Bir rüya olmasını diliyordum, uyandığımda o konağın tavanına bakıp kahvaltıya inmek ve orada biraderim olan bu adamla şakalaşmak, daha sonra da tüm gün boyunca görmemek istiyordum.

Her şey eskisi gibi olsun istiyordum.

İso bir adım attığında arkasındaki adam silahı daha düz bir şekilde kafasına dayadı. Şimdi o çaresiz halinden sıyrılmış, daha kendinden emin duruşu gelmişti. İşte şimdi kendisi gibiydi.

Ve bu hali beni korkuttu. Zafer'i dinledikten sonra gelecek olan korku, onun gözlerine baktigimsa tüm vücuduma yayıldı.

Apo birkaç adım daha atarak önümüzde durdu, sanki arkasında kafasına silah dayayan biri yok gibiydi. Sakin ve kontrollü duruyordu ama içten içe böyle olmadığını biliyordum.

Gözleri ilk Gökmen'e daha sonra da bana kaydı ve benim üzerimde durdu.  Korkumu belli etmemeye çalıştım.

"Özür dilerim." dedi saniyeler sonra, sesi acı çekermiş gibi çıkıyordu ama suratı bu acıyı belli etmiyordu.

Yutkundum, gözlerimin dolacağını hissettiğim an çenemi dikleştirdim.

Ölmek, belki de kurtuluştu.

"Sana öyle büyük eziyetler çektirdim ki," dedi ve derin bir nefes aldı, sanki bu dedikleri ağır geliyordu. "Özür dilerim."

Sadece sustum, kabullenmiştim.

Silahı kaldırdığı sırada irkildim ama çaktırmadım, gözlerim istemsizce Zafer'e kaydı. Gözleri kitlenmiş, dikkatle ona bakıyordu. Silahı kaldırdığı an elini belindeki başka silaha attı. Kaşlarım çatıldı.

İso gözlerimin içine bakarken silahı kalbimize denk gelecek şekilde kaldırdı, ardından silahı doğrulttu.

Gökmen'e.

İlk başta anlayamasamda anladığım anda gözlerim irice açıldı, Zafer'de aynı benim gibi şaşkınlıkla bakarken eli belindeki silahta kaldı.

"İso..." dedi Gökmen korku dolu bir sesle. Onun sesi beni kendime getirdi.

"Yapma." dedim, sesim çatallı çıkmıştı. Boğazım kurumuştu.

Zafer elini silahtan çekip dikkatle onu izlemeye başladı. İso gözlerini benden çekip Gökmen'e dikti.

"Özür dilerim." dedi bu sefer ona. Kalbim hızlı hızlı atıyordu.

"İso, yapma!" sert bağırışım depoda yankılanırken beni tutan adamlardan kurtulmak istesemde daha da sıkı tuttular.

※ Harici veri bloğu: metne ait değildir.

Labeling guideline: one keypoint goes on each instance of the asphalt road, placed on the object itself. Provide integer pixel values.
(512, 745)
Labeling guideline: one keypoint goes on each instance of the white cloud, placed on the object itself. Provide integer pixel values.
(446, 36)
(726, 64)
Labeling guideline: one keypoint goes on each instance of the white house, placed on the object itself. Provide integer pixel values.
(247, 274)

O ise duruşunu bozmuyordu.

"Yapma lan, nolur." hafifçe eğildim, burnumun direği sızlıyordu ve tüm vücudum kaskatı kesilmişti.

"Yapma..." dedi Gökmen titrek, cılız bir sesle. Gözündeki yaşlar yanağını ıslatıp boynuna değiyordu.

"On saniye." dedi Vedat eğlenen bir ifadeyle.

İso derin bir nefes aldı, bakışlarını ondan çekip yere dikti. Ne kadar kendini kasıyor olsa da yüzündeki acı dolu ifade kendini belli ediyordu.

Beş saniye.

"Yapma!" diye bağırdım yeniden.

İso kaşlarını çattı, kafasını biraz daha sağa doğru çevirdi.

Son gördüğüm Gökmen'in pes ederek gözlerini kapatmasıydı.

Ardından gelen kurşun sesiyle sıkı sıkı yumdum gözümü.

Ve yığılan bedenin betonda bıraktığı sesi duydum.